21st May 2017
Margate and the Highs and Lows of an English Seaside Town
“On Margate Sands.
I can connect
Nothing with nothing.
The broken fingernails of dirty hands.
My people humble people who expect
TS Eliot wrote this while convalescing in Margate in Thanet on the coast of Kent. He had suffered a mental breakdown. Every day he would sit in the open timber structure that overlooks Margate Sands and Nayland Rock. It seems he was soothed and stimulated by the sea and this helped him to overcome writer’s block. This excerpt is from Part III of The Wasteland which many regard as the most important English poem of the twentieth century. The shelter is still there and is now a listed building.

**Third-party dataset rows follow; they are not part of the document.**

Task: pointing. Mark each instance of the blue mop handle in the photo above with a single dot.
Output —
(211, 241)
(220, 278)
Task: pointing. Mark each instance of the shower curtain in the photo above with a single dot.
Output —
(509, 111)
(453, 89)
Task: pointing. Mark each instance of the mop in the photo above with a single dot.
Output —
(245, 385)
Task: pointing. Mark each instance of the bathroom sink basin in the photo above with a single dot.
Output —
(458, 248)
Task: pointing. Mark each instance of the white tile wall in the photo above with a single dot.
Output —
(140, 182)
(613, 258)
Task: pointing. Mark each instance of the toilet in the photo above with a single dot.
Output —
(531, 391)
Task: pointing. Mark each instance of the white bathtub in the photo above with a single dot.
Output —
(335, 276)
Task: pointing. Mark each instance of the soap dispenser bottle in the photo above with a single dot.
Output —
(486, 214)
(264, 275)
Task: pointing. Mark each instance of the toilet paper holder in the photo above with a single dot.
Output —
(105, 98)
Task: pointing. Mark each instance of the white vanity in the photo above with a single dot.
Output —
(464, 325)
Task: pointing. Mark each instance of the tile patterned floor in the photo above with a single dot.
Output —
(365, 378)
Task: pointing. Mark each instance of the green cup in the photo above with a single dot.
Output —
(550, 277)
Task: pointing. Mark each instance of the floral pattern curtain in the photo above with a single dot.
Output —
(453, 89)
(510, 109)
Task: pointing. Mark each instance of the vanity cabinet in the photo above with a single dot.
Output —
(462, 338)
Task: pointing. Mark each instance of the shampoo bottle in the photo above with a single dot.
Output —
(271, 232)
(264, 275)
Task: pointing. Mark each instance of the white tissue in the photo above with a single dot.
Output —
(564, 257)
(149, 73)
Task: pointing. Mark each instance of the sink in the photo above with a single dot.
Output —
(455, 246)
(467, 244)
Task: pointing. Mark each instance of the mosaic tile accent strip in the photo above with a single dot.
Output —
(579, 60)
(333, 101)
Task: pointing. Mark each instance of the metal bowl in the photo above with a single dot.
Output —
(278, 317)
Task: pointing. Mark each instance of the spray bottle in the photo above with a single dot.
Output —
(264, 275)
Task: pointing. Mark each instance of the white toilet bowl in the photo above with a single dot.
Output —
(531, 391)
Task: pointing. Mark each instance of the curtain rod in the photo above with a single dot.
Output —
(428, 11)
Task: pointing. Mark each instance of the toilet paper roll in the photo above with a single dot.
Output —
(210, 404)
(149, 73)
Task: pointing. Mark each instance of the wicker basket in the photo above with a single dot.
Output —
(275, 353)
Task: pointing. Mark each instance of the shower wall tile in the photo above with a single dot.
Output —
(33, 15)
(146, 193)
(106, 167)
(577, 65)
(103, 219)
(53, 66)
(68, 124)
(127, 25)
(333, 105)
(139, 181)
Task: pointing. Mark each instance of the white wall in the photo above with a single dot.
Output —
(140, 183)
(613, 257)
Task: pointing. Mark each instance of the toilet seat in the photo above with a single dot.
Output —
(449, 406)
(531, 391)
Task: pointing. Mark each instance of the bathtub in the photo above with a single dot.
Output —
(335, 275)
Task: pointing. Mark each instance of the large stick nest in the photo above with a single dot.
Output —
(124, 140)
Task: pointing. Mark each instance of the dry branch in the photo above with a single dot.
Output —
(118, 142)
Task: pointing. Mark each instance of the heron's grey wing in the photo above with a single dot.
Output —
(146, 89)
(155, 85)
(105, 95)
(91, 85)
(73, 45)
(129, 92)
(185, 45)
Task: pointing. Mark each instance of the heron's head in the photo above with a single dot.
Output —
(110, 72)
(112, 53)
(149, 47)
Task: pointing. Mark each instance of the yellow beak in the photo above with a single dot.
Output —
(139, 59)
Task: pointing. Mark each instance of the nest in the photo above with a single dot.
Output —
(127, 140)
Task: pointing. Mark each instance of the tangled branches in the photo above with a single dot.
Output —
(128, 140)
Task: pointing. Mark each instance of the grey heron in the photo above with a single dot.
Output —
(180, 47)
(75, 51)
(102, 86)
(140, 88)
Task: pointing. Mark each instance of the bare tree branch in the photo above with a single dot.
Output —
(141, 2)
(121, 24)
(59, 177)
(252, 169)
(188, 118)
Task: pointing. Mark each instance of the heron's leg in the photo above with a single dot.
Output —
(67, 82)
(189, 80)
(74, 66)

Eliot is not the only person to have benefitted from a sojourn in the little seaside town. At the end of the eighteenth century the Royal Sea Bathing Hospital was created in Margate. It was the first hospital to pioneer the open-air treatment for tuberculosis. Initially the hospital was only open during the summer months when patients would sleep on the verandas (the wards were only used in bad weather) and bathe in the sea from a bathing machine. In 1858 an indoor bath was added and the hospital remained open throughout the year. In the early 1950s the hospital became redundant as tuberculosis was no longer a common disease. The hospital building has since been converted into flats
Bathing was not only popular for medicinal benefits and during the early eighteenth century bathing in the sea became popular with the upper classes. At this time Margate was a small fishing village. It had a church on the hill with a track leading to a cluster of houses around the harbour. Sailing ships, then steamships and finally trains brought a stream of visitors to the town. Margate quickly became a fashionable resort, one of the first. As the number of visitors increased so the town grew with the addition of lovely Georgian and Victorian buildings to accommodate and entertain the holiday makers. Elegant squares, fashionable hotels, and crescents with sea-views, many of which can still be seen today, made Margate an architectural treasure. In 1815 a new harbour was built for Margate by John Rennie and became known as the Harbour Arm. Steamers could now come into Margate and it became a busy commercial port. Today the small buildings along the Harbour Arm are occupied by small restaurants, cafés and bars.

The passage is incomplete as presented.